Location: Kastanjelaan 400, Microlab Hall, Strijp-S
Entree: DDW ticket
Images: ‘Why Colors Matter’ by Anne-Marie Sust
Printing with microalgae based inks
There is also plenty of attention for sustainability during DDW. Take for example the project ‘Why Colors Matter’ by Anne-Marie Sust, who graduated in 2021 with an MA in fashion design. “Behind every new trend color is a dyeing process that is often harmful to the environment,” says the young fashion designer who has been involved in sustainable design and innovative material research for five years. An interdisciplinary collaboration between design and natural sciences resulted in innovative microalgae inks for textile printing.
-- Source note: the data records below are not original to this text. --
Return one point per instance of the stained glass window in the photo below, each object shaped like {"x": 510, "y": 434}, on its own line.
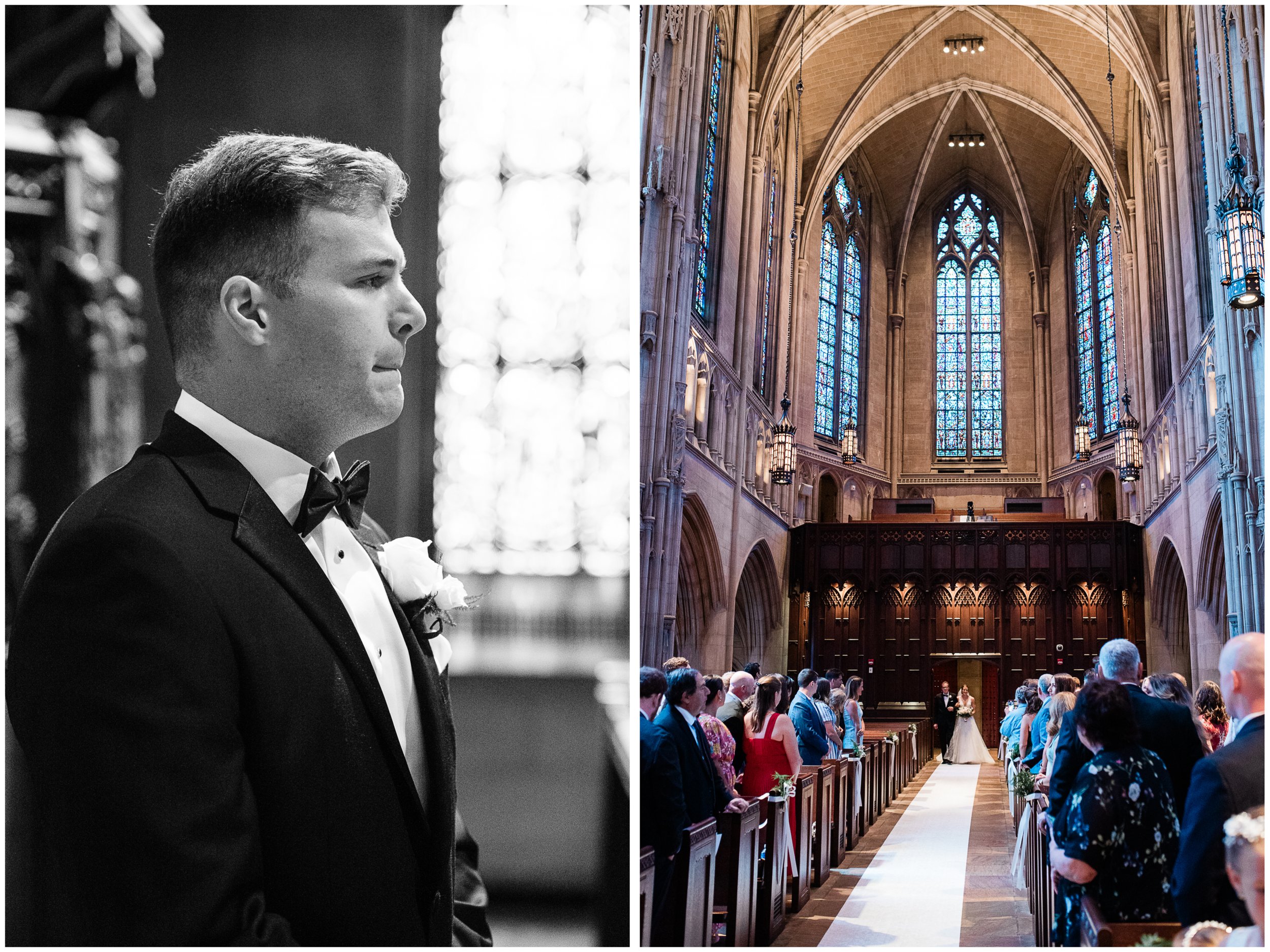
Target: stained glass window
{"x": 844, "y": 195}
{"x": 968, "y": 365}
{"x": 1085, "y": 332}
{"x": 709, "y": 169}
{"x": 827, "y": 332}
{"x": 1091, "y": 189}
{"x": 1106, "y": 332}
{"x": 849, "y": 373}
According to Sust, the aim of the work is ‘to make the viewer aware of the temporary and sustainable nature of clothing’ – the prints dissolve when they come into contact with light. “It is up to the wearer to decide how to deal with the ‘live’ microalgae prints. In this way, organic processes and their temporal nature are elevated to the level of aesthetics.”
Location: Yksi Expo, Strijp-S
Image: ‘Uniform Expressions’ by Hanne van Beers and Max Claassen
From uniform pattern to personalized item
Also promising is the ‘Uniformal Expressions’ project by Hanne van Beers and Max Claassen, third-year students of Product Design at Artez School of the Arts in Haarlem. Inspired by old techniques and Dutch cultural heritage (from Staphorst), they developed a universal basic pattern that can be adapted into a personalized item – and back. It consists of a top and pants that fit everyone. With the help of pins and a printed grid, the clothing can be shaped to the personality and posture of the wearer. That is to say: you can fold, fold and drape the items to your own taste. The idea behind this is that the garments are timeless and last longer, without losing the ability to add character and individuality, and to keep up with the latest trends. The concept for ‘Uniformal Expressions’ was developed during the C-DUTCH (Circular-Design) project, initiated by the Tactical Design research group in collaboration with the Netherlands Open Air Museum in Arnhem.
Location: Klokgebouw, Strijp-S
Dutch Design Week takes place from 16 to 24 October and can be visited daily from 11 a.m. to 6 p.m.
Main image: ‘Why Colors Matter’ by Anne-Marie Sust.